Re: the conversation in #3635, I'd like to make a proposal for using shake as a library to solve this.
cc: @jmackie

Why `shake`?

Most build systems have applicative dependencies. With applicative build systems, you have to statically know all of the dependencies before running the build. With monadic build systems, you can figure out the dependencies of a build artifact when the build is running. shakes reason for existing is to be a monadic build system. PureScript is a language that has monadic dependencies. Instead of us re-inventing the bookkeeping around working with monadic dependencies, we can use shake to manage that for us.

Since shake has been in use in non-trivial projects, it's grown some nice features like caching, cut-off, non file-based dependencies, profiling, reporting. Many of these features we'd get for free (or ridiculously cheap) if we moved over to shake. The feature that is relevant to this issue is how shake deals with Change. There are currently a few ways that involve some combination of modified times and digests. The default is ChangeModtime:

Compare equality of modification timestamps, a file has changed if its last modified time changes. A touch will force a rebuild. This mode is fast and usually sufficiently accurate, so is the default.

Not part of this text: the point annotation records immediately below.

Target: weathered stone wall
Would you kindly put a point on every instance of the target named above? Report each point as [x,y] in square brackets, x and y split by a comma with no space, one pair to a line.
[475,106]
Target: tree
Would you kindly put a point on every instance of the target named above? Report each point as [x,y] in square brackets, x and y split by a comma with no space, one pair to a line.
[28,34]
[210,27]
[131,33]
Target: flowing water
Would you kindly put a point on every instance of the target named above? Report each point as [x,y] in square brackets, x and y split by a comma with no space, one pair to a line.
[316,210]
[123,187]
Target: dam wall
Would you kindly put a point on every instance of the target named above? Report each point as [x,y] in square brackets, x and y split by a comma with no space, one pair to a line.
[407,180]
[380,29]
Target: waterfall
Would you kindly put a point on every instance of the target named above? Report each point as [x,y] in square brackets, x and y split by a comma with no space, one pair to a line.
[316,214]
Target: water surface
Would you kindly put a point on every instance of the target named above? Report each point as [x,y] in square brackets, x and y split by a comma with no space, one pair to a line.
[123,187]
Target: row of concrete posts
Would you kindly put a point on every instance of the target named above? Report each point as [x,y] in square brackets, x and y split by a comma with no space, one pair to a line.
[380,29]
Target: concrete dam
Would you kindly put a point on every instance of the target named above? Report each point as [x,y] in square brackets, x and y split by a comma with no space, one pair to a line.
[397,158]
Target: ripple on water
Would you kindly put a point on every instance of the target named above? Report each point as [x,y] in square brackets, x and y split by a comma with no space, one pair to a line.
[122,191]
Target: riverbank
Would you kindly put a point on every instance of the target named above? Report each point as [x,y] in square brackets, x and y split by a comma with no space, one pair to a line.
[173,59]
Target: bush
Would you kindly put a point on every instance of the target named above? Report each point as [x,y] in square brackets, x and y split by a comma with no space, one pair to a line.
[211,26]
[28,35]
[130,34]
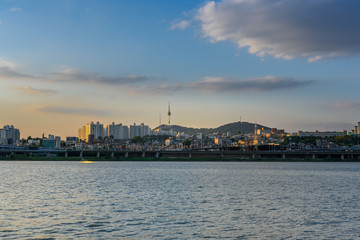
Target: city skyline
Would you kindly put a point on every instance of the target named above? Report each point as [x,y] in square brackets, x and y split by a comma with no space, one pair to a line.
[66,63]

This is similar behavior to what we currently use in the compiler with one very important difference, it assumes a change if the modified time is different from the last known time. If we could have this behavior in the current system, it would solve this issue outright. We'd have to have some database of modified times though, and that seems non-trivial.

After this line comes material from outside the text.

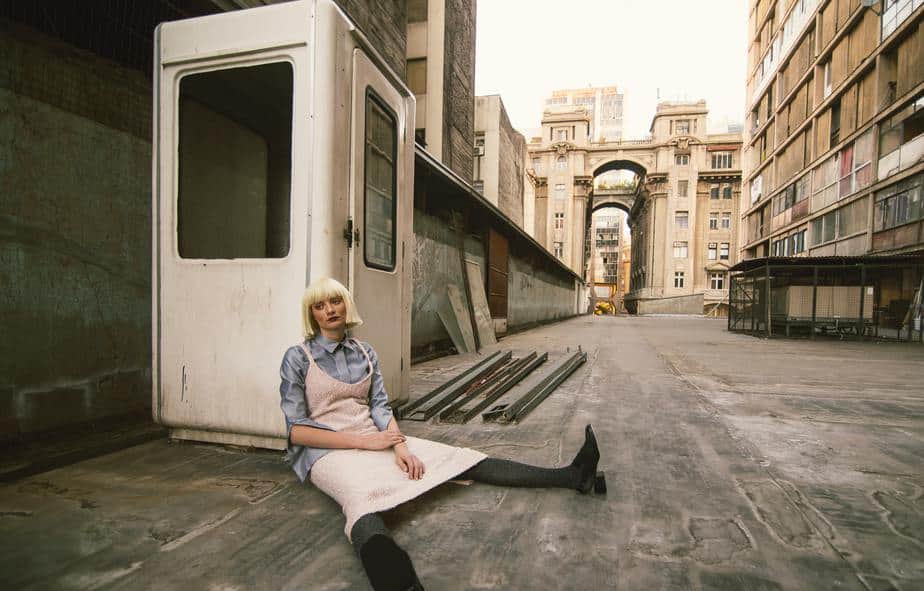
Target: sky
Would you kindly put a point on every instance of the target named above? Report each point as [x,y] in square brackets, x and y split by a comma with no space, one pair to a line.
[675,49]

The ChangeModtime algorithm means that if you switch git branches or something similar, you'll end up needing to build files that otherwise haven't changed. One change algorithm that has worked well for me on other projects is ChangeModtimeAndDigest:

A file is rebuilt if both its modification time and digest have changed. For efficiency reasons, the modification time is checked first, and if that has changed, the digest is checked.

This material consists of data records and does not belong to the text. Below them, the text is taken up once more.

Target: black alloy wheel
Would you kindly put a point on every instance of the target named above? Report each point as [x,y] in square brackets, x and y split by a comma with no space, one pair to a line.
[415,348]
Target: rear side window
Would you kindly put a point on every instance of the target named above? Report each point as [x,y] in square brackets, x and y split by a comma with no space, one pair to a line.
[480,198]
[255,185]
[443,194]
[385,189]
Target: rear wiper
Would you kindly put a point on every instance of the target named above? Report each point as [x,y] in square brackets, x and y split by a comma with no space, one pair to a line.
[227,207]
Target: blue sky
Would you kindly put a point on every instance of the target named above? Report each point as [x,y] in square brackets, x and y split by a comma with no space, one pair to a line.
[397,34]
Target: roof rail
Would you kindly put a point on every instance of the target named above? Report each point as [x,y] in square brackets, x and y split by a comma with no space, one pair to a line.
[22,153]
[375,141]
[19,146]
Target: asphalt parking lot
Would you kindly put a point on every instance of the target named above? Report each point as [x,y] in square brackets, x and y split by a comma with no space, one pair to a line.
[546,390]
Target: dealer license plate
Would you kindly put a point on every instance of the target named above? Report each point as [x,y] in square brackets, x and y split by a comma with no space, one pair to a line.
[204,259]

What ChangeModtimeAndDigest means in practice is that you can switch git branches and things won't always force a build if the contents of the file haven't changed. It also means that if you download a newer version of a dependency, but the contents of the sources are the same (maybe it's a version bump or something), it won't force a build.

How would this work?

I think we can start using shake without causing a breaking change if we use ChangeModtime. That should resolve this bug, but we can switch to digests after that and hopefully have fewer builds overall. We will need to work out how to give the dependencies to shake in a way that is transparent to people running purs compile (and friends) though.

It seems like every .purs file has zero or more inputs (other modules). It seems that every .purs file has two outputs (when not supplying the --codegen flag): externs.json and index.js. I assume that index.js is dependent on externs.json and not the other way around because you always get an externs.json when you compile, but you only get index.js if you're generating JS. It also seems that every FFI'd .js file has one output: foreign.js.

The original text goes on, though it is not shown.